Handling of schemas whose fields are not in accordance with the rules for Python variables #628

anneum · 2024-05-16T08:45:22Z

Is your feature request related to a problem? Please describe.
When I convert an Avro schema whose fields do not match the rules for Python variables to a Pydantic (or Avrodantic) model, I get a non-valid model.

For example, if I convert the following schema, I get an invalid model:

{
  "type": "record",
  "name": "SchemaAvroBenchmark",
  "fields": [
    {
      "name": "scope-case",
      "type": "string"
    }
  ]
}

Invalid value due to - in the variable name

from dataclasses_avroschema.pydantic import AvroBaseModel

class SchemaAvroBenchmark(AvroBaseModel):
    scope-case: str

In my opinion, the serialization_alias from Fields should be used for this.

from dataclasses_avroschema.pydantic import AvroBaseModel
from pydantic import Field

class SchemaAvroBenchmark(AvroBaseModel):
    scope_case: str = Field(serialization_alias='scope-case')

When converting the valid model to an Avro schema, the serialization_alias should be used as the field name.

{
    "type": "record",
    "name": "SchemaAvroBenchmark",
    "fields": [
        {
            "aliases": [
                "scope-case"
            ],
            "name": "scope_case",
            "type": "string"
        }
    ]
}

To summarize: Converting from a schema to a model and then back to a schema should result in the same schema.

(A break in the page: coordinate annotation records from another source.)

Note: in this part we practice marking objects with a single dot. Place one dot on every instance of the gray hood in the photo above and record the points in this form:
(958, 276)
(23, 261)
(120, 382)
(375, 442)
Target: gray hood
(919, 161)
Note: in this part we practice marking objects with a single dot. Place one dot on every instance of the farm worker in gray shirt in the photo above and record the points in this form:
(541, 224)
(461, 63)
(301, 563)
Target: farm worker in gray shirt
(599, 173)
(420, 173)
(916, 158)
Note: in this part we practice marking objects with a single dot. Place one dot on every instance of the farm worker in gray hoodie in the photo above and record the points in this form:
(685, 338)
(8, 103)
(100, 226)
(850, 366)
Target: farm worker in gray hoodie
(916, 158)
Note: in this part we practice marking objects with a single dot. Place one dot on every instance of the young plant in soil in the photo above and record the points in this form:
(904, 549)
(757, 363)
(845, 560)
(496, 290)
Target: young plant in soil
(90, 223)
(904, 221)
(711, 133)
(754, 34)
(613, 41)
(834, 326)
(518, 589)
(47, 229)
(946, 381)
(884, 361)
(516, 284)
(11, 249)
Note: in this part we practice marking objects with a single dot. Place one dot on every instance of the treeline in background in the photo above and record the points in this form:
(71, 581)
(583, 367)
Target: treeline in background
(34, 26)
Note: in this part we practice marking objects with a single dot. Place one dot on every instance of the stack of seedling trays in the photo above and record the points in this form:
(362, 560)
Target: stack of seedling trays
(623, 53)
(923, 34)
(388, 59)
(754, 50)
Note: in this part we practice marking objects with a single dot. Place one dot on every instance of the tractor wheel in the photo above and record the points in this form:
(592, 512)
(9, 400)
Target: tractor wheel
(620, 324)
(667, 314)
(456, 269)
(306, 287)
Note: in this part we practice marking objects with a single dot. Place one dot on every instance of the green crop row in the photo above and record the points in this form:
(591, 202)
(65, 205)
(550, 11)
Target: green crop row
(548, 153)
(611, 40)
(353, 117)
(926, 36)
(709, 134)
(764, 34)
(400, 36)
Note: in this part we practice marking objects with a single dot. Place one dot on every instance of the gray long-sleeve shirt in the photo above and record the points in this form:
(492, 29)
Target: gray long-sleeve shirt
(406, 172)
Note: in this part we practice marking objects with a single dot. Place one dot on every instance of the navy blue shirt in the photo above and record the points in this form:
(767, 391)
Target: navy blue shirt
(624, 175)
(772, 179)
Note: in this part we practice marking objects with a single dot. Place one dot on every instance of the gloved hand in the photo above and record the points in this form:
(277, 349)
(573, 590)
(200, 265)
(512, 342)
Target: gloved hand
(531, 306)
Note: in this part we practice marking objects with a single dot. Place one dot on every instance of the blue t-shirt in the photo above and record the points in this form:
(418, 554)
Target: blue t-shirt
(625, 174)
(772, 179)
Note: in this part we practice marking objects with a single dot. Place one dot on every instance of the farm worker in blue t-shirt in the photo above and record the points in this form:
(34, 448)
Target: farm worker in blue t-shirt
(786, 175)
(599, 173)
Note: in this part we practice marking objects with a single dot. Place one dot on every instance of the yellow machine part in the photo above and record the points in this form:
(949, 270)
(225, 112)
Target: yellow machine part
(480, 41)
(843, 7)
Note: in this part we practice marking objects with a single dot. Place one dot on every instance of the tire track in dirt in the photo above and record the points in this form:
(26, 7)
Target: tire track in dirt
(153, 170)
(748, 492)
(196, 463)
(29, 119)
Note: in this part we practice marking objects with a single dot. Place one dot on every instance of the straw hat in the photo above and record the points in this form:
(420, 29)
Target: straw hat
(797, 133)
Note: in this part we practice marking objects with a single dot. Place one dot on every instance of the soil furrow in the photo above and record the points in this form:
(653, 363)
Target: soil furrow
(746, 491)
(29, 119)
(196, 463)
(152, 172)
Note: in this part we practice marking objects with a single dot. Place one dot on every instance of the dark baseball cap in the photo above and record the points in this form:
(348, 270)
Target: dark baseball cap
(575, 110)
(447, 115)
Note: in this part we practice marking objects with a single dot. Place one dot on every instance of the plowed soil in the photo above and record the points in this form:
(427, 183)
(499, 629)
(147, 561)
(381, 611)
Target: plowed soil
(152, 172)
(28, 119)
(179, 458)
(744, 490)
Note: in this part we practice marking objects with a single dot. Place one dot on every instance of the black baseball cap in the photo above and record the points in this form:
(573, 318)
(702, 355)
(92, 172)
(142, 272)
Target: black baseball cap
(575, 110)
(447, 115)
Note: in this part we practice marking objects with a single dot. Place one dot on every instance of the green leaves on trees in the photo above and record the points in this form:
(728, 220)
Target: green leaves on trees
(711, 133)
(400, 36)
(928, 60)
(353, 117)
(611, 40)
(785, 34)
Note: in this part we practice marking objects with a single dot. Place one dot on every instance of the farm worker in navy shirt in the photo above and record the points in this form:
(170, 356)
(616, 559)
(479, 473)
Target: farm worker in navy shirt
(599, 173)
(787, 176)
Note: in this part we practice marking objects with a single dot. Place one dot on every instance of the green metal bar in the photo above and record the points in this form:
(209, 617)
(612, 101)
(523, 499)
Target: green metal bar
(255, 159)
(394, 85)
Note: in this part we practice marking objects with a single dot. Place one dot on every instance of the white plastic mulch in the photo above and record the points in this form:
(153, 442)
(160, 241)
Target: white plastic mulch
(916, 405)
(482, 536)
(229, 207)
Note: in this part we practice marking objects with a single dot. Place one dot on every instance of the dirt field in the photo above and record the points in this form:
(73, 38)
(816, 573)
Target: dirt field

I am already working on the implementation and getting the right result for such a simple schema (except for importing fields), but would appreciate support. In particular, I am having a lot of trouble with union cases.

The text was updated successfully, but these errors were encountered:

marcosschroh · 2024-05-24T09:59:32Z

Hi @anneum

Yes, we should definitely generate proper class attributes names in snakecase. However, we should not uses aliases unless the original schema has it. The reason is that we should keep the same schema, if we change the field name and we add an aliases then the schemas (original and generated from model) will be different. Did you try to use the case funcionality?

marcosschroh · 2024-05-24T10:07:42Z

Following your example, you could do the following (if the field is generated properly):

from dataclasses_avroschema.pydantic import AvroBaseModel
from dataclasses_avroschema import case


class SchemaAvroBenchmark(AvroBaseModel):
    scope_case: str

print(SchemaAvroBenchmark.avro_schema(case_type=case.SPINALCASE))

{"type": "record", "name": "SchemaAvroBenchmark", "fields": [{"name": "scope-case", "type": "string"}]}

…hemas. Related to #628

…hemas. Related to #628 (#639)

marcosschroh · 2024-05-24T11:01:36Z

@anneum if you update to the latest version (0.59.1) now it will generate valid python variables.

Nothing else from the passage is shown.